Full Spark Frames

TL;DR

This paper introduces new methods for constructing full spark frames using the discrete Fourier transform, proves their abundance among Parseval frames, and shows that testing for full spark property is computationally hard.

Contribution

It provides novel deterministic constructions of full spark frames, proves their density among Parseval frames, and establishes the computational difficulty of testing the full spark property.

Findings

Full spark frames can be constructed using the discrete Fourier transform.

Full spark Parseval frames are dense in all Parseval frames.

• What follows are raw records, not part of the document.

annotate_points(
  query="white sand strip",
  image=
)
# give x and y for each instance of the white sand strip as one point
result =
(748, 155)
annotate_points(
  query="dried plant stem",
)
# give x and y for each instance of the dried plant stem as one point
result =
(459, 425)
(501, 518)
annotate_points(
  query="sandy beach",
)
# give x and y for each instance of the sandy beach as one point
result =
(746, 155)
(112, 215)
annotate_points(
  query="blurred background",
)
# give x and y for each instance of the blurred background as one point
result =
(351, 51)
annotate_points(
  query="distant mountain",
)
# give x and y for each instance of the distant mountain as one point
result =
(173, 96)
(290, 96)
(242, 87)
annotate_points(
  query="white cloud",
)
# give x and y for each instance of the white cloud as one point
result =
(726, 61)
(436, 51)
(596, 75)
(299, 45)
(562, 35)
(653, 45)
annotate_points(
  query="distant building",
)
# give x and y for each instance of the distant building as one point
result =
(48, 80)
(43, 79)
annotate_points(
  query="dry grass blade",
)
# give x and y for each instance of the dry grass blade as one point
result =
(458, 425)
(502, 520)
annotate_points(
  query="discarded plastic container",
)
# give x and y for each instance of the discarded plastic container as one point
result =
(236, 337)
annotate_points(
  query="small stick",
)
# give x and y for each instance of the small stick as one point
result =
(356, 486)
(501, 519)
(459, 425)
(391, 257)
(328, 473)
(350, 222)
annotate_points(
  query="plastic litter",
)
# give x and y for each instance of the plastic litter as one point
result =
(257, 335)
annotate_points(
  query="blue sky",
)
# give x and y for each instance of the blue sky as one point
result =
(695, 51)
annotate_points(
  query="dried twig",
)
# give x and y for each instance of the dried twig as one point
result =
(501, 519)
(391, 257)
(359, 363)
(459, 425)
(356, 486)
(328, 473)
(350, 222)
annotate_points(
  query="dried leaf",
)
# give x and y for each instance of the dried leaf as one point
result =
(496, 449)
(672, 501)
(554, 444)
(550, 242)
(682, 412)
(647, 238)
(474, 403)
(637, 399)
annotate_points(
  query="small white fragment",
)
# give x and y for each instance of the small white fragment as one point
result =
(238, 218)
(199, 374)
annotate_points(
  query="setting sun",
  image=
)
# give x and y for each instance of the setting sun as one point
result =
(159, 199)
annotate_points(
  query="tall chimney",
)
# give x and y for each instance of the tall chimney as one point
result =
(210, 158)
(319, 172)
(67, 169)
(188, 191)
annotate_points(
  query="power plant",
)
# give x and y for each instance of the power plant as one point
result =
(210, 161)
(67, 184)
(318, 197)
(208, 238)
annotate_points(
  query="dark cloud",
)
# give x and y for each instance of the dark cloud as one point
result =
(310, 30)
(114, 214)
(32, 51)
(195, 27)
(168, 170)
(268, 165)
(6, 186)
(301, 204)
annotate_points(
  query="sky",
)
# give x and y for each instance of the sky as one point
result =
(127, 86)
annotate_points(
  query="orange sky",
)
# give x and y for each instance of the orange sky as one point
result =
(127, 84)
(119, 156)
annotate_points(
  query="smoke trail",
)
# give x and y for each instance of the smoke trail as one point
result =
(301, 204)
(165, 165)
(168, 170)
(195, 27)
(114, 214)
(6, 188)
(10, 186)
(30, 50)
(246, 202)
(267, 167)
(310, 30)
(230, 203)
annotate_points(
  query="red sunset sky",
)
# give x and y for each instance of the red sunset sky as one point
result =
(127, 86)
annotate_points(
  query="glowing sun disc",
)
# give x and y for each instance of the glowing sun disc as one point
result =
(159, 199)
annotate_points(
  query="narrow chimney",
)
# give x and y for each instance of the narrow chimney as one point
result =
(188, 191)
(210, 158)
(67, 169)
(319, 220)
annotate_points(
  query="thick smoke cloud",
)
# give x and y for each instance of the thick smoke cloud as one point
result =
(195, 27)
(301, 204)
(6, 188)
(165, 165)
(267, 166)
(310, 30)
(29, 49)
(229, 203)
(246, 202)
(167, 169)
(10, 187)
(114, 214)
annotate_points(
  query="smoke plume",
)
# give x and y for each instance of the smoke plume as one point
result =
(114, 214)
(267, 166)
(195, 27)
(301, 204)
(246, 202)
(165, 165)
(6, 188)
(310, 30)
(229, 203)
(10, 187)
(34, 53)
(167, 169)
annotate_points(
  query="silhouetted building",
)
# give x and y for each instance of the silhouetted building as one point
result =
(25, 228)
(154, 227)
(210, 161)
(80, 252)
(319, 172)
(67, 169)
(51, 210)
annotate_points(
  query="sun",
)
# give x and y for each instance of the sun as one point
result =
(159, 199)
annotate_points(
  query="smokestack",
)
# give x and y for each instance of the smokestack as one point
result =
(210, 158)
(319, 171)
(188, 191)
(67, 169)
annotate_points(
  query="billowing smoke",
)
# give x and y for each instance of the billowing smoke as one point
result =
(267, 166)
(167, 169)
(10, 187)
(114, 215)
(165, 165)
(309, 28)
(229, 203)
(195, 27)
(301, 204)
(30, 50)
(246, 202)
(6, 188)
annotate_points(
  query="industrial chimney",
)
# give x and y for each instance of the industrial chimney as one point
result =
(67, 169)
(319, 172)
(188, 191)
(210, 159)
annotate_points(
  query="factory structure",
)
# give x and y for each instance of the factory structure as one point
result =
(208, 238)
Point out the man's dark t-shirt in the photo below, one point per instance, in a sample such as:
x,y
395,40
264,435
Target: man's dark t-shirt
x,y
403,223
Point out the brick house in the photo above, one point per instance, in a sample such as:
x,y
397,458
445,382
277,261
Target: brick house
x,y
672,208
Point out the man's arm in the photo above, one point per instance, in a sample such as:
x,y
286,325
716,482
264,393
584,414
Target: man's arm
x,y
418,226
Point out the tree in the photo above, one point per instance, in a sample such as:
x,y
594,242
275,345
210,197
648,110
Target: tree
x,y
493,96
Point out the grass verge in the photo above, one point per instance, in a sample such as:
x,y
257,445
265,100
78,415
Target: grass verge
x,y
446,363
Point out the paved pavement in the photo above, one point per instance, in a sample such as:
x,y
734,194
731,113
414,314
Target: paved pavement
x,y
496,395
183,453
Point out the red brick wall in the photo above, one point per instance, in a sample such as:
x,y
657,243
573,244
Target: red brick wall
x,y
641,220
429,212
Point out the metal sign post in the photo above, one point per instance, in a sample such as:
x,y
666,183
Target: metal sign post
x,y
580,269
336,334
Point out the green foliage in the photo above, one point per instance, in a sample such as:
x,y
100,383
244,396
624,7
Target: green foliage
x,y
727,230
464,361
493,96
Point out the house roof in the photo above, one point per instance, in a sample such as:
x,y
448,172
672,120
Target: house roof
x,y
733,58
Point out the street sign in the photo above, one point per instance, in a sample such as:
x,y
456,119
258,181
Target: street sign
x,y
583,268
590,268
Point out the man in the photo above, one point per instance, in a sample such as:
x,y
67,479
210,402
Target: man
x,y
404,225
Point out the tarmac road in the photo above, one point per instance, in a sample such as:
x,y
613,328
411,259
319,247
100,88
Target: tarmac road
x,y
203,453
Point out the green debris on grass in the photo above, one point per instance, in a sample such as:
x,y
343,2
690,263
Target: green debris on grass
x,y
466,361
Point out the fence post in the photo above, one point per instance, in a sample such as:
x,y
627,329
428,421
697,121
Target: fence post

Testing whether a matrix is full spark is NP-hard.

Abstract

Finite frame theory has a number of real-world applications. In applications like sparse signal processing, data transmission with robustness to erasures, and reconstruction without phase, there is a pressing need for deterministic constructions of frames with the following property: every size-M subcollection of the M-dimensional frame elements is a spanning set. Such frames are called full spark frames, and this paper provides new constructions using the discrete Fourier transform. Later, we prove that full spark Parseval frames are dense in the entire set of Parseval frames, meaning full spark frames are abundant, even if one imposes an additional tightness constraint. Finally, we prove that testing whether a given matrix is full spark is hard for NP under randomized polynomial-time reductions, indicating that deterministic full spark constructions are particularly significant because they guarantee a property which is otherwise difficult to check.